Aesthetics: Should they matter to the Audiophile?
No surprise to anyone who knows me (or follows this blog), I’ve dedicated SIGNIFICANT time, energy, and financial resources to “reproduce the sound of a live musical performance” within my living space. My FIRST priority when selecting audio components is fidelity. My SECOND priority is fidelity, and my THIRD priority, yep, fidelity. Whether it’s fidelity to the original live performance, fidelity to an overly-engineered recording or fidelity to the digital or analog signal traveling through the system, I want the sound I was meant to hear. I choose FIDELITY. Ok, boys and girls, AFTER achieving fidelity, then it’s time to get a little fancy with it and focus on system aesthetics.
My first audiophile system was the centerpiece of my 900 square foot, one bedroom, high rise apartment on Marine Drive in Chicago. Despite wall-to-wall windows displaying the city skyline and Lake Michigan, the system was THE conversation piece of any person lucky enough to be invited into our ‘great room.’ It consisted of (the then new) Naim Audio “Olive” separates with ProAc Studio 150 floor-standers in cherry wood veneer. Sure, the wonderful audiophile sound was the main attraction, but the sleek look of the black and olive Naim separates was quite metropolitan. In addition, the wood finish of the ProAcs alluded to craftsmanship that befit the abode of Mr. and Mrs. Audio Dork.
My four weekend selection process for this ONE system was all about purchasing components with comparatively superior fidelity. Yep, no sports, no TV, no date night, just a focus on creating the attractive aesthetics and function of this system. When done, it accomplished the following:
- My wife had a greater appreciation for this SUBSTANTIAL time and money investment
- Friends and family were envious of its sheer awesomeness
- A huge confidence boost from all of the positive responses of visitors (even the Audio Dork has a few fleeting moments of insecurity)
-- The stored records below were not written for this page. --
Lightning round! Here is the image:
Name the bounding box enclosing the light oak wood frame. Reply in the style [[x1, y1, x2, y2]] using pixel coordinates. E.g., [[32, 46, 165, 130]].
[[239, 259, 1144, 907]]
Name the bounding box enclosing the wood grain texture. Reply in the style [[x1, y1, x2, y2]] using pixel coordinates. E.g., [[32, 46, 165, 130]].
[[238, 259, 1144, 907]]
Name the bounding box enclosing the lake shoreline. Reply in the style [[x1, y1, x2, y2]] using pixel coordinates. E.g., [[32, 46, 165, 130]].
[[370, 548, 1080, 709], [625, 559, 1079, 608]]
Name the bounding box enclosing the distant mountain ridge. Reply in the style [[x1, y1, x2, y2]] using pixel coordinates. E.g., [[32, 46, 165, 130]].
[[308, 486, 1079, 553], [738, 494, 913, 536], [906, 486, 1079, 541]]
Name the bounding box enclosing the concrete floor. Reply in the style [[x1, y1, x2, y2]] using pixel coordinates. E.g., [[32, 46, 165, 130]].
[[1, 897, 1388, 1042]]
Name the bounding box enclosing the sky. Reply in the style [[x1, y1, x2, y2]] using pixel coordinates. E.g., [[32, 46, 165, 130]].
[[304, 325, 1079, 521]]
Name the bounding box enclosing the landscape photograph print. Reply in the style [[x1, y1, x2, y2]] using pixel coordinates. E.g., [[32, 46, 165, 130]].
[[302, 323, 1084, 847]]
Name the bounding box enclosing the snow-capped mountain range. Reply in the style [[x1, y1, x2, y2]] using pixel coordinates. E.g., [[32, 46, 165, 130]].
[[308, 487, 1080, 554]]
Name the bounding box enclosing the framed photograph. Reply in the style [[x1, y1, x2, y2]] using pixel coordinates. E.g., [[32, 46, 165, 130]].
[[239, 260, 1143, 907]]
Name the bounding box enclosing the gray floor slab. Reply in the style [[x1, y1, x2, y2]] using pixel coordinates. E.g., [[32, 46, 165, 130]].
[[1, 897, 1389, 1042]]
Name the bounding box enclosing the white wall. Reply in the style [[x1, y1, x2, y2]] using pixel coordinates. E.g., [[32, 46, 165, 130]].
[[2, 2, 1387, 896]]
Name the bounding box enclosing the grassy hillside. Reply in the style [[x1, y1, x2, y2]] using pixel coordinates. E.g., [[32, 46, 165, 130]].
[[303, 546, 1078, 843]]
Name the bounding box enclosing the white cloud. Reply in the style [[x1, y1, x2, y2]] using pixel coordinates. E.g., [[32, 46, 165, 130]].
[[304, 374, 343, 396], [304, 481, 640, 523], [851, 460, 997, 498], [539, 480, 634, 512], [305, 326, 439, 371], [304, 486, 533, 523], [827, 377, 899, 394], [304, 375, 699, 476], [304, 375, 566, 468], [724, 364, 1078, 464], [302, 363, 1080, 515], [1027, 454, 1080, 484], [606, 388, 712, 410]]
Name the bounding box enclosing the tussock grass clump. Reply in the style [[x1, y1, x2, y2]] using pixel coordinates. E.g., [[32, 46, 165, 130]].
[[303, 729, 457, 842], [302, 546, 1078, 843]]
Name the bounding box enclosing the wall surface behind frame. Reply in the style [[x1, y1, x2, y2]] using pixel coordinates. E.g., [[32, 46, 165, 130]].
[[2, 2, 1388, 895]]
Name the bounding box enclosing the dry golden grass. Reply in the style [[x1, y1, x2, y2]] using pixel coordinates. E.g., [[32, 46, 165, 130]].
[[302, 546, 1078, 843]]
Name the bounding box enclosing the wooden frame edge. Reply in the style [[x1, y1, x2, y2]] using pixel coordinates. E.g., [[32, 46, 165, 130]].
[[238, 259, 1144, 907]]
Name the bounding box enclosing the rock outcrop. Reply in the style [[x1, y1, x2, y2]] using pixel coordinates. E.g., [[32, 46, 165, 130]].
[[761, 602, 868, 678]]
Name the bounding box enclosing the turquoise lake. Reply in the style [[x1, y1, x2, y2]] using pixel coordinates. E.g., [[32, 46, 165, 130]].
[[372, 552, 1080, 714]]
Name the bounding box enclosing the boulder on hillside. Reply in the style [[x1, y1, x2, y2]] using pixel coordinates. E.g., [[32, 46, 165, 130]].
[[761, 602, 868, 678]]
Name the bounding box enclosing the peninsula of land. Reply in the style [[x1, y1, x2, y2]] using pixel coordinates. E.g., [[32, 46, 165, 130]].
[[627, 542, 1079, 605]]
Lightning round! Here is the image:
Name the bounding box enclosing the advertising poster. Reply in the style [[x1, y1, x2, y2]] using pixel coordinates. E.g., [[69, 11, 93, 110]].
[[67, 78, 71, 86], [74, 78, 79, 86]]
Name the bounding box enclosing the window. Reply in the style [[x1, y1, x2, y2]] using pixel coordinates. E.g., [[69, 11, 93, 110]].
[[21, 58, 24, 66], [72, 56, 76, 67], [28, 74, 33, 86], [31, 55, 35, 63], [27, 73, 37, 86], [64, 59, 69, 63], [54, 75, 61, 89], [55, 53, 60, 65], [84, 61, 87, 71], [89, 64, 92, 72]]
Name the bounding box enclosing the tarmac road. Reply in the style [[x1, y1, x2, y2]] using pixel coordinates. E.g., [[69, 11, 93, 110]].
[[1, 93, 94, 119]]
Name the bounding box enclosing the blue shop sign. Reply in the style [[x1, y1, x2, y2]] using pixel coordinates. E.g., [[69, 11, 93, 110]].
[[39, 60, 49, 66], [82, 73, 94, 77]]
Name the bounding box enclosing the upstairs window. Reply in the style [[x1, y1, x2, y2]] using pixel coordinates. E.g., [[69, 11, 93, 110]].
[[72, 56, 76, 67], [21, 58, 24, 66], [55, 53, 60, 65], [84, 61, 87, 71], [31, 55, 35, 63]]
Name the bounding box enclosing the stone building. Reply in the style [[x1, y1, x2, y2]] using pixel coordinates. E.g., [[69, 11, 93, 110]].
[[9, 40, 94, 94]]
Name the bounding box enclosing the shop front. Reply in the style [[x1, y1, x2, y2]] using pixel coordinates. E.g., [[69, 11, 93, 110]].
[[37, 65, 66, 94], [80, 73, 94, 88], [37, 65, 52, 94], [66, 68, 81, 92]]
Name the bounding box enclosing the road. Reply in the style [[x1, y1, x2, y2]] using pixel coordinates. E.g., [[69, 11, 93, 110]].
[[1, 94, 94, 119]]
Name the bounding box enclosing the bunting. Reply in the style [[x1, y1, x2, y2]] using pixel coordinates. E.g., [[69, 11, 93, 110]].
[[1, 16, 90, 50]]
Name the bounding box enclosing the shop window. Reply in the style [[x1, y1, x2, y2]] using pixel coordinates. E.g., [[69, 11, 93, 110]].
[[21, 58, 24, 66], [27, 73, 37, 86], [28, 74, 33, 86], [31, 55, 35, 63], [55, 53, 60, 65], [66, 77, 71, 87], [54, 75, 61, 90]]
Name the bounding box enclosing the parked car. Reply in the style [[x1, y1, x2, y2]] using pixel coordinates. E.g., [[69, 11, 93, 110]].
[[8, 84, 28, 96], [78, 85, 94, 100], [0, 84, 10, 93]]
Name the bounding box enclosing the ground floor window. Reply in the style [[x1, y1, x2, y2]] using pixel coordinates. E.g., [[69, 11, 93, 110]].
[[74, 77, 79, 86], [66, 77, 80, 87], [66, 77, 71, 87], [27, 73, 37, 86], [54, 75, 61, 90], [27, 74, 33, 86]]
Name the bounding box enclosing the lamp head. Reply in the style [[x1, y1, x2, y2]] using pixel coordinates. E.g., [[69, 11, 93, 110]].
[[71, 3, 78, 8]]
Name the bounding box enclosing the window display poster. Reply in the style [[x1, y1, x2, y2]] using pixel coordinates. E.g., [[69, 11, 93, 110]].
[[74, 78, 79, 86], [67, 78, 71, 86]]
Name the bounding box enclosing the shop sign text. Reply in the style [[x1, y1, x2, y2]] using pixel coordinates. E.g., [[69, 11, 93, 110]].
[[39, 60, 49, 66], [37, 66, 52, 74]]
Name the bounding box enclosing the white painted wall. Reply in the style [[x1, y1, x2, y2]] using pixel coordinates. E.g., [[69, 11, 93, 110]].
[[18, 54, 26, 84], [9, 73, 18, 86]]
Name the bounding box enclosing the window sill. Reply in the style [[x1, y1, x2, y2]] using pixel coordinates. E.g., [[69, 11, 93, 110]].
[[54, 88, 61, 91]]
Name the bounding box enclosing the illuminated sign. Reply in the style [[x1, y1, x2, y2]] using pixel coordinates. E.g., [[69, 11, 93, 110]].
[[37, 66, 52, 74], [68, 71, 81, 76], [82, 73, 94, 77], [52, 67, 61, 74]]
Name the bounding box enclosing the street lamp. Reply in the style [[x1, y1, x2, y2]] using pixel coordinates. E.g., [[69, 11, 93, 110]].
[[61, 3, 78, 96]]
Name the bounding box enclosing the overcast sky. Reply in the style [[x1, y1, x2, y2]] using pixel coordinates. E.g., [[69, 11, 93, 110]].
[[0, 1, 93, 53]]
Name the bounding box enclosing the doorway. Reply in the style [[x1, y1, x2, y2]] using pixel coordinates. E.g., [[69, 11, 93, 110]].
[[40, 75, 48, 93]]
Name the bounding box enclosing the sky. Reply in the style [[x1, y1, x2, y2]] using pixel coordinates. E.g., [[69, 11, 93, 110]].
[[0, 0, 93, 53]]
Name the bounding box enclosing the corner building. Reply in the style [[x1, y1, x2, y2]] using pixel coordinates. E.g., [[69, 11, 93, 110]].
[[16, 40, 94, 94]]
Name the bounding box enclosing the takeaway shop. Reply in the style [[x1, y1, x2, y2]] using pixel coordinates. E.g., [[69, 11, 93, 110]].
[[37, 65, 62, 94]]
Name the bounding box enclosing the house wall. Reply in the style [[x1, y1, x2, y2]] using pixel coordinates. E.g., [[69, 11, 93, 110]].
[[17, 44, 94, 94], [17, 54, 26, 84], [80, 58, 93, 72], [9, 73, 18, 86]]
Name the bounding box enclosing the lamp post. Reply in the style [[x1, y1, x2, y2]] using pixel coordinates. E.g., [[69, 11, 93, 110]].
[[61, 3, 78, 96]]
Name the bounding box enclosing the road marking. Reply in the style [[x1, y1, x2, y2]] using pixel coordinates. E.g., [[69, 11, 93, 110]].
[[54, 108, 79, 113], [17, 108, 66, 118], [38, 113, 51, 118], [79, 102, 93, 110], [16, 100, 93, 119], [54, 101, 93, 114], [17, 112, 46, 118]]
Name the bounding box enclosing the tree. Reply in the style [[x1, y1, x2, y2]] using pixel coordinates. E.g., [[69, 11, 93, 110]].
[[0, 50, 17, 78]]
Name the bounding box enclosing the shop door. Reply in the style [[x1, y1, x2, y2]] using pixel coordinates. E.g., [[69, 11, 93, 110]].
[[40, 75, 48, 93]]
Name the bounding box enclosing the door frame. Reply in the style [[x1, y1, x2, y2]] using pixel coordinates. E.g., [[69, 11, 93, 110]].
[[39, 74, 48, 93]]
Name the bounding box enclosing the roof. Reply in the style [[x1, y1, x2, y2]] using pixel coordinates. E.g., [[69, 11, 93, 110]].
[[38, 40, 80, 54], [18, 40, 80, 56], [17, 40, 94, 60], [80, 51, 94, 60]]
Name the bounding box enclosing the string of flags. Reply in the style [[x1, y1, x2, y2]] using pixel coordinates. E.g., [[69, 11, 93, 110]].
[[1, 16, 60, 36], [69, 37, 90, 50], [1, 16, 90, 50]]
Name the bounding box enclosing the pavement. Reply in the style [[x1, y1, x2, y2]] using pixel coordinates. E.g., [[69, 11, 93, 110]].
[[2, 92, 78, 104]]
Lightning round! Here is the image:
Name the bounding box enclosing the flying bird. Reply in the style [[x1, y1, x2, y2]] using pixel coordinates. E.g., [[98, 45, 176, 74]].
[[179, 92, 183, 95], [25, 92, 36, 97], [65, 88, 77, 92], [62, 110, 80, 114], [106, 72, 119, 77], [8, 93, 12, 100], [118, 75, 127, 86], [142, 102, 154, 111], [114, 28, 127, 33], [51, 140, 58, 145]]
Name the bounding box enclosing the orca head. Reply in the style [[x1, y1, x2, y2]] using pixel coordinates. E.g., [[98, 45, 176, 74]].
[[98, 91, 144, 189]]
- A centerpiece for our next THREE homes
The centerpiece point can’t be overstated. At a time when I couldn’t afford a dedicated listening room, my system could have been relegated to a bedroom or closet. Either choice would have made future investments highly unlikely or at least very contentious between the wife and I.
Now in my fifth home, I have a dedicated two-channel room AND a home theater room. The two-channel room is invite only, but it still achieves FIDELITY and looks amazingly good! Everyone, including the world’s snarkiest audiophile, knows the importance of appreciating the beauty of life.